Aunt Sally or violence condoned by Susan Grimsdell
A crossword puzzle clue led me to discover a 17th century game still played in pubs in England. A model of the head of an old woman is put on a metal spike and players throw battens or sticks at it. The object is to knock the head off the spike. In France the game is called jeu de massacre (game of carnage), in England it’s known as Aunt Sally.
With the blessing of the PM
In 2011 the inaugural Aunt Sally Singles World Championship took place in West Oxfordshire, with the prime minister of the day, David Cameron, attending. Indeed, this very year – 2019 – the first world championship for Aunt Sally pairs was held in Oxfordshire.
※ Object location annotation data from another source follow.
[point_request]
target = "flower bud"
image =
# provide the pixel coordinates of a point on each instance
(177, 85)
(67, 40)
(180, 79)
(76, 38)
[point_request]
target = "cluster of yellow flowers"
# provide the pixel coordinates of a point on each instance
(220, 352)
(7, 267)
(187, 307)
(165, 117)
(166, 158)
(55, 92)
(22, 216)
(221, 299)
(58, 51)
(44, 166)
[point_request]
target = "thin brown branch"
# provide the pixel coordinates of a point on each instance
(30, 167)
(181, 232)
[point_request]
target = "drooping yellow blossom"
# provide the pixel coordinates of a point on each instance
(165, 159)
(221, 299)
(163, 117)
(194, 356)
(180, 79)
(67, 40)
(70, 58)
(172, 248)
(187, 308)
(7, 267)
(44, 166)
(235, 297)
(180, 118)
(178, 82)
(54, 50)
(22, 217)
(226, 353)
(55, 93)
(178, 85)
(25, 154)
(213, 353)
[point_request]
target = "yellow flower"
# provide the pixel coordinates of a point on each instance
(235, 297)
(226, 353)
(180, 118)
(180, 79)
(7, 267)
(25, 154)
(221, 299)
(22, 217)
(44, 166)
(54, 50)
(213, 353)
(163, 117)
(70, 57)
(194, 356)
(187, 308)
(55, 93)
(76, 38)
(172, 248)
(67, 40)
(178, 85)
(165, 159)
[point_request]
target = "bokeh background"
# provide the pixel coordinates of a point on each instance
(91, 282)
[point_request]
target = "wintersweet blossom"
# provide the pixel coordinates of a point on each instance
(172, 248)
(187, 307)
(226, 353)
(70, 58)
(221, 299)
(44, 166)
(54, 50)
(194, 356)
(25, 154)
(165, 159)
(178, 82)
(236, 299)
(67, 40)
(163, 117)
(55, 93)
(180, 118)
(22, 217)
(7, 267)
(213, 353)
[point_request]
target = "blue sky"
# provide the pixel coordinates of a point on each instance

I don’t know about you, but I find this quite horrifying. Imagine the scene, down through the ages – men (because women were not allowed in pubs, for most of those years it was men) gleefully making the model of the head – no doubt making it as ugly as they could, then chortling and laughing their heads off, competing to throw sticks at it and knock it to the ground.
Violence against women condoned
You can imagine the jokes, the back-slapping when someone scored a bullseye on “the old woman”, which is, by the way, exactly what certain men call their wives. Could anything convey the message that it’s OK to beat your wife better than that?
Perhaps we might be a little forgiving of the ignorance of people in those far-off days but 2011, 2019? The world championship with the Prime Minister happily going along?
No wonder there are so many “Me Too” stories, when this symbolic violence against women is considered a whole lot of fun and people compete to see who’s best at it. No wonder the incidence of violence against women is so high.